Nicht nur, weil der Autor mit dem schönen Nachnamen ein so unterhaltsames Buch geschrieben hat. Auch, weil sein Vater, Heinz Schimmelbusch, in den frühen 90er-Jahren als Vorstandsvorsitzender das Frankfurter Unternehmen, für dessen Nachfolger mit neuem Namen und Adresse ich heute arbeite, in finanzielle Schieflage gebracht hat und ich solche Zufälle, als Alternative zu den aktuell grassierenden Rezensionshomestories, ziemlich unterhaltsam finde.
Im Vorfeld der Veröffentlichung von »Hochdeutschland«, seinem jüngsten Roman, musste ich den Google Alert dann aber wieder dichtmachen. Natürlich habe ich das Buch ordnungsgemäß gekauft und an einem verregneten Wochenende durchgelesen, nur war ich diesmal nach der Lektüre eher verwundert als euphorisiert. Nicht, weil der Roman nicht gut wäre. Er war halt einfach für mich keine Neuerscheinung im klassischen Sinne, sondern eher eine Ausarbeitung der bisher von ihm veröffentlichten Texte auf waahr in einem etwas überdrehten Sound, die, verglichen mit den kurzen Texten oder dem perfekt komponierten Bernhard-Schocker, in ausufernden Sätzen daherkommt, denen dann auf halber Strecke die Luft aus den bis zum Bersten vollgepumpten Reifen des immerhin schön benannten Märchenfahrzeugs »Shere Kahn« ausgeht.
Die überall gefeierten Alltagsbeobachtungen aus dem Leben eines Investmentbankers, als klassischer Dreiakter mit Eintritt, Aufstieg und Entfremdung inszeniert? Alles bereits enthalten im großartigen Text »Kindersoldaten des Kapitals«, und das ganz ohne den gerade erwähnten empfunden künstlich aufgeblasenen Leerlauf.
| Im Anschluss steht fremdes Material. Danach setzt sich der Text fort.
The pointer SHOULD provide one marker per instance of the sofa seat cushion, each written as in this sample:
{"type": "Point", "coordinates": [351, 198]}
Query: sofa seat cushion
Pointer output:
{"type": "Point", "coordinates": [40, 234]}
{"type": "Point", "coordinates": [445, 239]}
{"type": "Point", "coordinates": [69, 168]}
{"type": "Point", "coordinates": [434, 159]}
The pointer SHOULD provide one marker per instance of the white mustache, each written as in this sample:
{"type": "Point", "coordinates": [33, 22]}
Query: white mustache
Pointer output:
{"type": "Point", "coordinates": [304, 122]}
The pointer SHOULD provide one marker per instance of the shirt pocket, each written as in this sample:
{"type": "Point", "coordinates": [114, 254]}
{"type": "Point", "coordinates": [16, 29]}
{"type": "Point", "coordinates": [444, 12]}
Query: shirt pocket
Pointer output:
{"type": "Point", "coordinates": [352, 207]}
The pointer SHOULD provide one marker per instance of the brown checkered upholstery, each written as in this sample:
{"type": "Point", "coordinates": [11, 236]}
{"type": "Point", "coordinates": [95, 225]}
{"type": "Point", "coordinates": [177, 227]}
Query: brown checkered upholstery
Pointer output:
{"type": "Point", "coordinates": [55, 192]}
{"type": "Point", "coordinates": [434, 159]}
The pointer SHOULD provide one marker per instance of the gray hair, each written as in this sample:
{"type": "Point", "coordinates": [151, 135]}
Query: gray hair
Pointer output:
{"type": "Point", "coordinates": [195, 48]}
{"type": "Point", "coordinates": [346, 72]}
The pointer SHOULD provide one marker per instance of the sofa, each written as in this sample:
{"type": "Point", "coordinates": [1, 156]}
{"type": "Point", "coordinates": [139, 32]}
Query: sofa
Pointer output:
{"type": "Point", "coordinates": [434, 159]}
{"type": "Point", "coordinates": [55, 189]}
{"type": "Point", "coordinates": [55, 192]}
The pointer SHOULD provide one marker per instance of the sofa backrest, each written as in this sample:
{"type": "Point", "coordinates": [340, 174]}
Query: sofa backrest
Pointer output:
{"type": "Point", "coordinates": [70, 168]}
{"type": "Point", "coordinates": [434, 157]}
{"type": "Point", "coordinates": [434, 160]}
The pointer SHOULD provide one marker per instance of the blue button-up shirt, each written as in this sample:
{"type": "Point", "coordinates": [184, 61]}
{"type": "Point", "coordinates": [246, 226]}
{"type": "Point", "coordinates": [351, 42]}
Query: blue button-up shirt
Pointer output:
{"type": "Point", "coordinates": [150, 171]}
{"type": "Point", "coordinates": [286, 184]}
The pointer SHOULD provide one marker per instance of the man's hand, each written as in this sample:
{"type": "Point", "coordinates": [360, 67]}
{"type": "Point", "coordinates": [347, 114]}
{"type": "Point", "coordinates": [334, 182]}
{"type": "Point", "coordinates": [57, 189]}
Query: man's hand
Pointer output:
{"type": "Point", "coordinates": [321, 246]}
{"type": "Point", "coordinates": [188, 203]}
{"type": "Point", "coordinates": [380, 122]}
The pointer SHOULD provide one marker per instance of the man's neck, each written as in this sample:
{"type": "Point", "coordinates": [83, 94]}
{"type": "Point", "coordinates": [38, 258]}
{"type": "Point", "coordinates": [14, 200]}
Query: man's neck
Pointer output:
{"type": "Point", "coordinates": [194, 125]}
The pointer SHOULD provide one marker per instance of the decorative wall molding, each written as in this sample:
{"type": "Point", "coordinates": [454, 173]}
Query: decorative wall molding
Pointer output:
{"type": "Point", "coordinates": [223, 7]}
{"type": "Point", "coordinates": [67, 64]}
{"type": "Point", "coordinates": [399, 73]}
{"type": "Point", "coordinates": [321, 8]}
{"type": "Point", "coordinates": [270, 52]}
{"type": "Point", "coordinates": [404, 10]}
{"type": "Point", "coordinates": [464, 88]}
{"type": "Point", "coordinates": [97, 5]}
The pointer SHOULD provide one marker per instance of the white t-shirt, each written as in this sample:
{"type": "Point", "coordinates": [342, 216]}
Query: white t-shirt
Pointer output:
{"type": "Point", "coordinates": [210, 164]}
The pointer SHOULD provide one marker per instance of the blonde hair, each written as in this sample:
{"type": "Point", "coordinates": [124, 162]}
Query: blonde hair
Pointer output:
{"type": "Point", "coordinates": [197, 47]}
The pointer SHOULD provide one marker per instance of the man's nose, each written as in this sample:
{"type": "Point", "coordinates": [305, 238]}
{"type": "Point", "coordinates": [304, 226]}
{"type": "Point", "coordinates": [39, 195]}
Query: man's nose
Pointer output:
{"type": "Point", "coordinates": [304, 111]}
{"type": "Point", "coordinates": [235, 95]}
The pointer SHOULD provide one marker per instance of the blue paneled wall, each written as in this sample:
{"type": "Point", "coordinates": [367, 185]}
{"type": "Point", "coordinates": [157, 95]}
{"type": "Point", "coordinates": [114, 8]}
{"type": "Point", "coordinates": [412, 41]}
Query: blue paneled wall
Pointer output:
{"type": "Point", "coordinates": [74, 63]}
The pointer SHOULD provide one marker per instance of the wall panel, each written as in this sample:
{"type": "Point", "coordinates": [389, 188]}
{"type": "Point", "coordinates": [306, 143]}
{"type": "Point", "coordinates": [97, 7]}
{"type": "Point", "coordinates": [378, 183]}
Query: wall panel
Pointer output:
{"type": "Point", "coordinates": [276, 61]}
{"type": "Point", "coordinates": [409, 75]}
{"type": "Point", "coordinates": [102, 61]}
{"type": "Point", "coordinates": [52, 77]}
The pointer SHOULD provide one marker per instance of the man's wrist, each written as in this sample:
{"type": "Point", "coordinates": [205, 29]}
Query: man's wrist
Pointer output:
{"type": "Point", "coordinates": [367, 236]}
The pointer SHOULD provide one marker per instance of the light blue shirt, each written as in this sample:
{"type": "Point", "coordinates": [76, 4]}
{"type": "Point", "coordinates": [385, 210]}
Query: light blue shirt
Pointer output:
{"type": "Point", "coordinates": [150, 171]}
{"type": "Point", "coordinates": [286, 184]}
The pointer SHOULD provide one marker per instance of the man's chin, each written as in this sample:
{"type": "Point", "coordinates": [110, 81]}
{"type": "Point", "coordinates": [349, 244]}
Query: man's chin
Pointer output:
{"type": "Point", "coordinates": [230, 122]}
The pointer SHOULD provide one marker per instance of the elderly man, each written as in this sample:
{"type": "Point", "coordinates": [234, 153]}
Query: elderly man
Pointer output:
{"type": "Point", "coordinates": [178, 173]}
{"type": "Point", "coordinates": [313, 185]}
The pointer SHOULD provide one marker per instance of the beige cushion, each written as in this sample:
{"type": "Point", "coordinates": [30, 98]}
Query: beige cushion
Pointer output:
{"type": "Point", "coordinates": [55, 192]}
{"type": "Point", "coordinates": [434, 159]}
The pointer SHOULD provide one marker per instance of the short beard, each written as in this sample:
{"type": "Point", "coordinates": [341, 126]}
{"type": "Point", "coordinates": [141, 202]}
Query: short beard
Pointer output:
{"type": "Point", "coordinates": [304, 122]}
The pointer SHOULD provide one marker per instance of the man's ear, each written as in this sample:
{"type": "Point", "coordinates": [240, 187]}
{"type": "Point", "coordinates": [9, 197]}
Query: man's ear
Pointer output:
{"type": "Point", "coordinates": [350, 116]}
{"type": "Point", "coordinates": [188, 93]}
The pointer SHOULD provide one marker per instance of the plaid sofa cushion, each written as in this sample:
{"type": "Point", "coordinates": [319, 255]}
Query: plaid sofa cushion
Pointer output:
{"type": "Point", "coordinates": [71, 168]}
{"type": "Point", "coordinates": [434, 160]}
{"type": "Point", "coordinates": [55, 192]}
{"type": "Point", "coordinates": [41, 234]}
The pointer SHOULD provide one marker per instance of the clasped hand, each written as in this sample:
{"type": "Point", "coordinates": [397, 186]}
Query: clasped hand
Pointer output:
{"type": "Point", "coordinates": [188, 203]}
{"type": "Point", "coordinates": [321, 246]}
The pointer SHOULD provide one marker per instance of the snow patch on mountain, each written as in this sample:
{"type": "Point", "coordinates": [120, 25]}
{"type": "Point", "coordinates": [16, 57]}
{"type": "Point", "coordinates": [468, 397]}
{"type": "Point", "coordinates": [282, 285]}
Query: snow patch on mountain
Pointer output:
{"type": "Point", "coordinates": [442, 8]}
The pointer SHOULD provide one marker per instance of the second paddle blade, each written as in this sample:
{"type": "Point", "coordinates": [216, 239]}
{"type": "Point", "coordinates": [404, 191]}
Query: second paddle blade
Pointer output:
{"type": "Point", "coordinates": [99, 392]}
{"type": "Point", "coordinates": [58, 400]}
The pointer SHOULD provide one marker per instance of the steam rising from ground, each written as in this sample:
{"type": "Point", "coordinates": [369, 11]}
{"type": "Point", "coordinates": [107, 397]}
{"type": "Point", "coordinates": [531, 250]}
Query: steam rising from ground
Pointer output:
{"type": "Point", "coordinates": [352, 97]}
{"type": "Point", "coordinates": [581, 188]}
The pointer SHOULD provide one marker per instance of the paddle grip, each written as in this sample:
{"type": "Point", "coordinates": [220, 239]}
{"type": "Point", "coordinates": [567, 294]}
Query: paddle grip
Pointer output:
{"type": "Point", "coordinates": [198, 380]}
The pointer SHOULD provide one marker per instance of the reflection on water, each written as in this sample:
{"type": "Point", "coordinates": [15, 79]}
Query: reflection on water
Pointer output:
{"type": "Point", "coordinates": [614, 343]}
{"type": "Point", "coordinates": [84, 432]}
Die schönste Stelle ist für mich daher eine kulinarische Anekdote, nämlich die Entstehungsgeschichte der Spaghetti Carbonara, ganz beiläufig und leise beschrieben als ein »Destillat eines Augenblicks der Weltgeschichte, nämlich der alchemistischen Verbindung der Eipulver- und Bacon-Rationen der GIs mit den Kochkünsten der Italienerinnen im Rom der Nachkriegsjahre« (ähnlich, aber nicht ganz so schön bereits auf Wikipedia formuliert).
Vielleicht liegt es aber auch einfach daran, dass der Autor, natürlich absolut schuldlos, an meinem Bias vorbeidichtet. Denn obwohl er beflissen wirklich sämtliche Getränkeoptionen und -klischees durchdekliniert, von high bis low und always over the top, schreibt er nicht einmal in der Romanvariante über Apfelwein!
Auch »Hysteria« habe ich inzwischen gelesen, und es ist übrigens recht speziell geraten.